Hybrid algorithms can be regarded as a mix of the previous approaches, thus configuring a procedure which involves both splitting and merging phases. In [14], authors proposed the adaptation of the Scale Invariant Feature Transform SIFT [15] approach in the context of text character localization in graphical documents. This method uses a combination of bottom-up and top-down approaches to separate and locate text characters. They extract knowledge from a bottom-up approach and use them in a top-down approach. Other hybrid algorithms are reported in [1618].

Along with research in the text localization from still images, several algorithms have been proposed for text localization in videos. Video images often have complex backgrounds with strong edge or texture clutter, and it is very difficult to detect the graphic or scene text with high accuracy [19]. In [20], authors proposed a new localization and recognition method for scoreboard text in sport videos. The method first matches the SIFT points using a modified matching technique between two frames extracted from a video clip and then localizes the scoreboard by computing a robust estimate of the matched point cloud in a two-stage non-scoreboard filter process based on some domain rules. Some other text localization methods from videos are reported in [19, 21, 22].

This article proposes a new bottom-up method which detects and extracts homogeneous text in document images indifferent to font types and size by using connected components analysis for the object detection, document structure elements (DSE) to construct a descriptor and SVM to tag the appropriate objects as text. The proposed technique has the ability to adapt to the peculiarities of each document images database since the features are adjustable. It provides also the ability to increase or decrease text localization speed by the manipulation of the block descriptor length. A preliminary version of this work has been presented in [23].

Figure 1 depicts the overall structure of the proposed algorithm. After applying preprocessing techniques (median filtering and binarization), the initial blocks are identified using the connected component analysis (CCA) method. Then, these blocks are expanded and merged to model lines of text.

Figure 1

The steps of the proposed text-extraction algorithm.

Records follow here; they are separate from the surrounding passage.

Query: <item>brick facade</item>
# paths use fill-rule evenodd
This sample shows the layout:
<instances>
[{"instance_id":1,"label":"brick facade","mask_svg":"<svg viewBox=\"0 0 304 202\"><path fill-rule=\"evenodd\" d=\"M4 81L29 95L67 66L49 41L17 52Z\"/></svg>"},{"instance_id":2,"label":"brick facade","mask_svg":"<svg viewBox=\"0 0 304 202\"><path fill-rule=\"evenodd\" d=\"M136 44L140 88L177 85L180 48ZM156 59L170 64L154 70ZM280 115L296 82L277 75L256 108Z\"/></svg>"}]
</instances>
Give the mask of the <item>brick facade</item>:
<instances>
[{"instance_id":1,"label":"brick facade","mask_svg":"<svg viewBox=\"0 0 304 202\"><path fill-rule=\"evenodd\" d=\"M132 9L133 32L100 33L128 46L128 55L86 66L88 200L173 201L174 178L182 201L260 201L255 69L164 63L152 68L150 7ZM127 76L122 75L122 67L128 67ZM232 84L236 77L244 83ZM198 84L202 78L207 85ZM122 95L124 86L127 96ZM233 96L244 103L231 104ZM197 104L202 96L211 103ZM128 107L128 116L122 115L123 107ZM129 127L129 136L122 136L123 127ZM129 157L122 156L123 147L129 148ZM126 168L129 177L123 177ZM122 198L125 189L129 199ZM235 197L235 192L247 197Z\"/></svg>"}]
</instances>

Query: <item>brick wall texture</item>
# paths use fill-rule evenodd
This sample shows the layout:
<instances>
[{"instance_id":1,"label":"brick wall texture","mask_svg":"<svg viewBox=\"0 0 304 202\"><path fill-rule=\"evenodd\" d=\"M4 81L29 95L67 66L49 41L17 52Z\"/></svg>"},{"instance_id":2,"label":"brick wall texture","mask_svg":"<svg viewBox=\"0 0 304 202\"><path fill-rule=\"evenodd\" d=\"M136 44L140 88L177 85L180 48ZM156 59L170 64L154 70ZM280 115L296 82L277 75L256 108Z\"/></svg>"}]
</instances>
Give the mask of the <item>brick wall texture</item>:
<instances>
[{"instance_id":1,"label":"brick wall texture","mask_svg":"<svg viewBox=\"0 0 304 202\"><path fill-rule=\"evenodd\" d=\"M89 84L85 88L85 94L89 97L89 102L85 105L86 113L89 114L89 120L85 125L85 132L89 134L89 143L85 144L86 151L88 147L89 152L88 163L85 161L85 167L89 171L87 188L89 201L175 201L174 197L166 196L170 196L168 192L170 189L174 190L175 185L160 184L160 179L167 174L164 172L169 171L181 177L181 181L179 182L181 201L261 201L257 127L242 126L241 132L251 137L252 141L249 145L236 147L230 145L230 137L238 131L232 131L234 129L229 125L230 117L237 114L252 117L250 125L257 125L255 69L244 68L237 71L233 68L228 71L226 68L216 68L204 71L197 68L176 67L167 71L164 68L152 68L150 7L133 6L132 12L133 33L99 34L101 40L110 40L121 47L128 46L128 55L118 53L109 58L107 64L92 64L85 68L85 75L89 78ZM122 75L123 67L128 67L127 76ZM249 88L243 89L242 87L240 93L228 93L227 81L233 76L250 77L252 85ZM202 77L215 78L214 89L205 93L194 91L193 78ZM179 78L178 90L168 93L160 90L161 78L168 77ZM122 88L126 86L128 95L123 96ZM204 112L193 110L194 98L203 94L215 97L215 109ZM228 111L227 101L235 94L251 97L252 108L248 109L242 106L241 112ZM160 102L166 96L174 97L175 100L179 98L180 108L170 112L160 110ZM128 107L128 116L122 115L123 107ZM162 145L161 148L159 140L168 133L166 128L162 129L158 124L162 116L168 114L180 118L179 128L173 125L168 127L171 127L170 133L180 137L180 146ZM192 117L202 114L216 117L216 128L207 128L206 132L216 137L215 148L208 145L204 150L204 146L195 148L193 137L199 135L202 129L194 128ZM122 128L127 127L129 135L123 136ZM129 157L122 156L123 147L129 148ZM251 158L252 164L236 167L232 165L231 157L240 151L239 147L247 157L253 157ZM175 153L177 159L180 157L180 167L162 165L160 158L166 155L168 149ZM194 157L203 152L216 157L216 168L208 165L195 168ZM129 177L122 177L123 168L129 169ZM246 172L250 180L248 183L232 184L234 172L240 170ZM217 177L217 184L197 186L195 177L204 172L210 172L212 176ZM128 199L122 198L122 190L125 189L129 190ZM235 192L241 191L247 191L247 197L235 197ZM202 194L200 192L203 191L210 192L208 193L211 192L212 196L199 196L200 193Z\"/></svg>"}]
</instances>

Next, a descriptor that consists of a set of structural features (determined by a procedure called standard deviation analysis of structure elements--SDASE) is extracted from the merged blocks and used as input to a trained SVM. Finally, the output of the SVM defines the block as text or not.

The rest of the article is organized as follows: Section 2 describes the block detection method while Section 3 explains the creation of the block descriptor using a novel algorithm called SDASE. Section 4 presents the SVM and the algorithm to train them. Section 5 contains the evaluation and the experimental results of the text-extraction technique, and finally, the conclusions are drawn in Section 6.

2 Block detection using connected components labeling and filtering

The primary aim of the block detection method is to detect and extract all the objects of a document. This is accomplished using the connected components labeling and filtering technique.

First, a preprocessing step is applied to the document to prepare it for the block localization algorithm. This step consists of a median 5 × 5 filter for noise suppression, e.g., in case of badly maintained documents, and a binarization method (Figure 2b). The Median filtering is a nonlinear, signal-processing technique that is useful for noise suppression in images. The binarization is achieved by using the well-known Otsu [24] technique, which performs binarization through the histogram of the image by minimizing the inter-class variance between background and foreground pixels.

Figure 2

The block extraction steps. (a) the original document, (b) after the preprocessing, (c) the Connected Components, (d) the expanded Connected Components, (e) the final blocks after the merging of the Connected Components.

Next, all the objects of the document image are identified using the connected components labeling and filtering method proposed in [25] (see Figure 2c). These objects are called connected components (CCs). The steps to create the appropriate blocks for the next stage of the proposed method are:

  • Step 1: The very large and small CCs are disregarded to speed up the features extraction process (if there are such CCs). This is accomplished by the rejection of the CCs that satisfy one of the following conditions:

    C C h > D h 4 or C C h 2

    where CC h the height of the CC and D h the document height.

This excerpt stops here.